第一次往岩石上草繪物象的時候,人類實現了認知上的重大飛躍。如今,計算機也在效仿這一過程。

如果讓你畫一頭豬和一輛卡車,你可能會畫成這樣:

簡單。不過,如果讓你畫一輛「豬卡車」,你作為人類,自然知道要混合兩種事物的顯著特徵,你可能會畫成這樣:

注意圖中捲曲的小豬尾巴;駕駛室的窗有點圓,像一隻眼睛;車輪變得像豬蹄,或者反過來說,豬蹄變得像車輪了。如果你畫成這樣,那麼同為人類的我就會作出主觀評價:這是提示詞「豬卡車」的一種創造性闡釋。
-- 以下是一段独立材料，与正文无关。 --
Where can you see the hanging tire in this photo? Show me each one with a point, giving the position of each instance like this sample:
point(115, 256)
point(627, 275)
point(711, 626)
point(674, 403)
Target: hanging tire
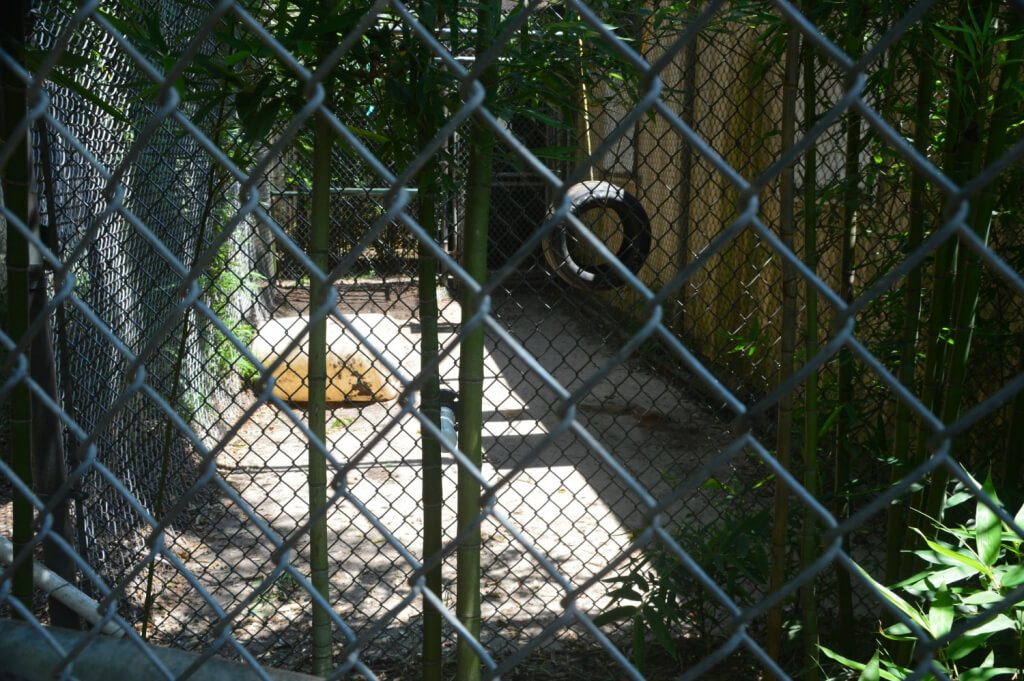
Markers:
point(633, 252)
一直以來,只有人類才做得了這樣的概念急轉彎。但現在不同了。上圖其實出自谷歌SketchRNN之手,這是一個激動人心的人工智慧(AI)系統,是谷歌Magenta項目的一部分。該項目旨在探索AI能否從事藝術創作,由道格·埃克(Doug Eck)領導。

道格·埃克(Doug Eck)

上周,我去山景城的Google Brain團隊辦公室(Magenta項目團隊也在這裡)拜訪了埃克。埃克聰明隨和,為人謙遜。2000年,他從印第安納大學獲得計算機科學博士學位,後投身音樂和機器學習,曾供職於蒙特利爾大學(人工智慧的孵化地之一),後進入谷歌,致力於開發Google Music,現在領導Google Brain的Magenta項目。

埃克是怎麼想到要構建藝術創作型AI的?其實,這個主意源於一場漫不經心的談話,「但經過幾輪思索,」他說,「大家就開始覺得,『當然要做了,這很重要。』」

他與同在谷歌的協作者大衛·哈(David Ha,音)寫道:SketchRNN的意義不是簡單的學畫畫,而是「以類似於人類的方式,概括抽象概念。」他們想要創造的,不是一台能畫豬的機器,而是一台能夠識別並輸出「象豬一樣的特徵」的機器,哪怕饋入的關鍵詞並不是豬,就比如上面的卡車。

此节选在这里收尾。